Das LG wies die Klage ab. Die Beru­fung der Klä­ger vor dem OLG blieb erfolg­los. Die Beschlüsse des OLG sind rechts­kräf­tig.

Die Gründe:
Die Klä­ger haben gegen­über der Beklag­ten kei­ner­lei Scha­dens­er­satz­an­sprüche.

Der Beklag­ten konnte keine für den Scha­den der Klä­ger ver­ant­wort­li­che Pflicht­ver­let­zung vor­ge­wor­fen wer­den.

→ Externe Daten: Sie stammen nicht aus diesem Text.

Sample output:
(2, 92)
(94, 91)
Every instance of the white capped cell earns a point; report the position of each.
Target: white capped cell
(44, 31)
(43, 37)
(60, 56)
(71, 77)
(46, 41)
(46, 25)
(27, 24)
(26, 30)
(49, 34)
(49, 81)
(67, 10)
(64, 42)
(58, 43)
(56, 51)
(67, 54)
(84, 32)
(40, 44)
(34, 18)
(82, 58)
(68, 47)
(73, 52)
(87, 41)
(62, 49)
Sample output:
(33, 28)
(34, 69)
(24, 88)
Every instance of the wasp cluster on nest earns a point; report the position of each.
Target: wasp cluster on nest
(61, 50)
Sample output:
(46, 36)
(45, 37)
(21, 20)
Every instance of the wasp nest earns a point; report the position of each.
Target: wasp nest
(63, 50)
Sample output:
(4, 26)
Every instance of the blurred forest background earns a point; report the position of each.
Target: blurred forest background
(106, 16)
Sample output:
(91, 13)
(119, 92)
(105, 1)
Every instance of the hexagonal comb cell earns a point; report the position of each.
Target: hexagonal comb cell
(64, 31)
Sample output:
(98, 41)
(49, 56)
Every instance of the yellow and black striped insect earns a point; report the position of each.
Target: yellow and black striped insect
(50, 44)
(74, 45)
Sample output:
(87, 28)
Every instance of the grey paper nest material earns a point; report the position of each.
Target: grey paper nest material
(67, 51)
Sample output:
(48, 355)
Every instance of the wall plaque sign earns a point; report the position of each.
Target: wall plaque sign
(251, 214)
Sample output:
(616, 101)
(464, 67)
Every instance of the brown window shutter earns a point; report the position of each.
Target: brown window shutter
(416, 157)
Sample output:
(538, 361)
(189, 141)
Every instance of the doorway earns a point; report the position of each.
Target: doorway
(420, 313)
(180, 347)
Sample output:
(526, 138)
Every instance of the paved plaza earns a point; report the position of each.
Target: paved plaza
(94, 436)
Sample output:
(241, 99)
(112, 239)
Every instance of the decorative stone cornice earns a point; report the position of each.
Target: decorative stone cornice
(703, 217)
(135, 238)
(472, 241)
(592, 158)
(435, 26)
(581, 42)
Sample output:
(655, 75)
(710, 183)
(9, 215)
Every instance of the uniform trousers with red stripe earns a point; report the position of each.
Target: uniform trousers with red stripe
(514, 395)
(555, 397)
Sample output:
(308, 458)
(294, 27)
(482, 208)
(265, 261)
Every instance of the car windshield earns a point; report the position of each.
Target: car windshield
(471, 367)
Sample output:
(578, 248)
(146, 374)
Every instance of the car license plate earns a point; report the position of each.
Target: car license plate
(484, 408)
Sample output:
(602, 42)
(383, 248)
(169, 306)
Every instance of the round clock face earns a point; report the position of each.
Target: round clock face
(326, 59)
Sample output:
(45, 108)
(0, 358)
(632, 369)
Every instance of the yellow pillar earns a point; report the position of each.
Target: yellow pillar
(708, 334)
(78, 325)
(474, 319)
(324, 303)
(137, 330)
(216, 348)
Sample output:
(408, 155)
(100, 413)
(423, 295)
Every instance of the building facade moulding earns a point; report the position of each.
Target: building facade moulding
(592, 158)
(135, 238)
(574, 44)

Nach § 11 ENWG ist ein Bet­rei­ber von Ener­gie­ver­sor­gungs­net­zen zwar verpf­lich­tet das Netz sicher zu bet­rei­ben und zu war­ten. Die Pflicht besteht aber nur, soweit dies wirt­schaft­lich zumut­bar ist. Die Norm ver­langt vom Bet­rei­ber keine nicht anlass­be­zo­ge­nen, regel­mä­ß­i­gen gene­rel­len Kon­trol­len der erd­ver­leg­ten Strom­ka­bel. Sch­ließ­lich ist ein Frei­le­gen der Kabel zum Zweck ihrer Kon­trolle wirt­schaft­lich nicht zumut­bar. Das gilt eben­falls für eine Kon­trolle mit­tels Iso­la­ti­ons­mes­sun­gen.

Die Beklagte haf­tete im vor­lie­gen­den Fall auch nicht, weil sie es ver­säumt hatte, die Klä­ger auf die Gefah­ren­lage hin­zu­wei­sen. Über den Umfang der bei den Klä­gern kon­k­ret erfor­der­li­chen Siche­rungs­maß­nah­men musste die Beklagte nicht infor­mie­ren. Die Annahme einer der­ar­ti­gen Auf­klär­ungspf­licht ist zu weit­rei­chend, weil sie von den beim jewei­li­gen Kun­den vor­han­de­nen tech­ni­schen Gerä­ten abhängt. Außer­dem hat­ten die Klä­ger bereits nicht aus­rei­chend dar­ge­tan, dass sie in Kennt­nis der Gefah­ren­lage auf eigene Kos­ten Über­span­nungs­schutz­maß­nah­men instal­liert hät­ten.